La lotta contro i 18 turni, la riduzione delle pause, la metrica, ecc. sembra essere andata totalmente in secondo piano e tutta la battaglia si concentra esclusivamente sulla clausola di esigibilità.

Il dibattito a sinistra

Sia chiaro che chi scrive non solo ha una grande stima nel gruppo dirigente della Fiom, ma in tutti questi mesi nel dibattito interno a Rifondazione Comunista ha sostenuto le scelte della Fiom contro l’aggressione sistematica che veniva portata avanti dal settore del partito facente capo a Lavoro Società. È una delle ragioni principali che ci ha portato a contrastare la Federazione della Sinistra che vedeva in Lavoro e Solidarietà (l’associazione politica a cui Lavoro Società ha dato vita) una delle organizzazioni costituenti.

Continuiamo a pensare che questa scelta abbia vincolato il Prc ai settori sindacali meno dinamici e più burocratizzati alienandoci molte simpatie in Fiom e nel sindacalismo di base.
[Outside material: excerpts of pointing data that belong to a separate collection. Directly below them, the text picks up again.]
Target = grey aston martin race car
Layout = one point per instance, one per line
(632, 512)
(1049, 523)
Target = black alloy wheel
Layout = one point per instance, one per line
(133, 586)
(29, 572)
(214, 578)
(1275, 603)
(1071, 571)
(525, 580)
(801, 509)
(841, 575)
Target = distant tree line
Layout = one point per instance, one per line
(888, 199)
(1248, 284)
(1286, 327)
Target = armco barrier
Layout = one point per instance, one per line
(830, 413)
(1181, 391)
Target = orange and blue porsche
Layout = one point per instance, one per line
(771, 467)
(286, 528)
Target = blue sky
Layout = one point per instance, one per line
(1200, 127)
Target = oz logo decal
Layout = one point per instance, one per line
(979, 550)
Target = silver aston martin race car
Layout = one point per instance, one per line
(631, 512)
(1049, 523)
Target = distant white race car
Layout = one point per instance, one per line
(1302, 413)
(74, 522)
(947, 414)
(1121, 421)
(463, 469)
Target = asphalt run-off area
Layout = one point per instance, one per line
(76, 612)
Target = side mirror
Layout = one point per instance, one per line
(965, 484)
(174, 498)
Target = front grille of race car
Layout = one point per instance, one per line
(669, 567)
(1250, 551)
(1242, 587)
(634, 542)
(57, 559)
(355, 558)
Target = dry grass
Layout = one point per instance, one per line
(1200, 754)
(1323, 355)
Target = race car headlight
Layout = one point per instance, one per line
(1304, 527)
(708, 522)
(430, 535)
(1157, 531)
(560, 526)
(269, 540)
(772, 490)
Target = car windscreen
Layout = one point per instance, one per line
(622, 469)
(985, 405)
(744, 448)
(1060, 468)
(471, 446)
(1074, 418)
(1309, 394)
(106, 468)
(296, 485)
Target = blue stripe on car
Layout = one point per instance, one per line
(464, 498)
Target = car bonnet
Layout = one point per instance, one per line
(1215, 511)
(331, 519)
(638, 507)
Il ruolo giocato da Lavoro e Società nella vicenda di Pomigliano è emblematico. A questo proposito vorrei citare una presa di posizione del compagno Bruno Manganaro del CC della Fiom, che a me pare significativo proprio perché viene da un compagno che in passato apparteneva a quella componente sindacale. Nel suo comunicato Chi li ha visti? Manganaro dice testualmente:

“…Noto un pesante e fastidioso silenzio: quello di Lavoro Società; presunta area organizzata in Cgil, quella che rivendica il proprio passato di sinistra sindacale, quella che oggi è rappresentata in segreteria nazionale della confederazione. E’ un silenzio sembra di appagamento per aver raggiunto un ruolo di maggioranza in Cgil che non può essere rovinato dal prendere posizione su piccole vicende quotidiane legate alla Fiat di Pomigliano. Come si fa a non dire nulla, si pensa così di non avere nessuna responsabilità? Ci si dichiara area programmatica e sulla più importante vicenda sindacale degli ultimi anni non si ha una idea, una posizione? O forse l’idea che si ha è troppo vergognosa rispetto al proprio passato? Il silenzio è complicità oltre che disinteresse e su Pomigliano d’Arco stare con la Fiom e con le sue battaglie è un dovere per qualsiasi sindacalista di classe.”

Non abbiamo niente da aggiungere. Chissà che il compagno Ferrero non inizi a prendere atto della impossibilità di “riunificare” la cosiddetta sinistra sindacale a fronte di contraddizioni talmente macroscopiche che si sono aperte in Cgil e che hanno prodotto uno scontro aperto e dichiarato nell’ultimo attivo congiunto che si è tenuto la settimana scorsa a Pomigliano dove i dirigenti e gli iscritti della Fiom hanno duramente contestato Michele Gravano e si sono dichiarati per una linea di aperta opposizione all’interno della Confederazione.

Se Lavoro Società non rompe con Epifani (e non romperà) allora è Ferrero che deve rompere con questo settore della Cgil (iscritti al partito e alla Federazione) per abbracciare chiaramente e senza ambiguità la battaglia della Fiom e della Cgil che vogliamo, l’area programmatica, che verrà proclamata il prossimo 6 luglio, e che sarà guidata con ogni probabilità da Gianni Rinaldini.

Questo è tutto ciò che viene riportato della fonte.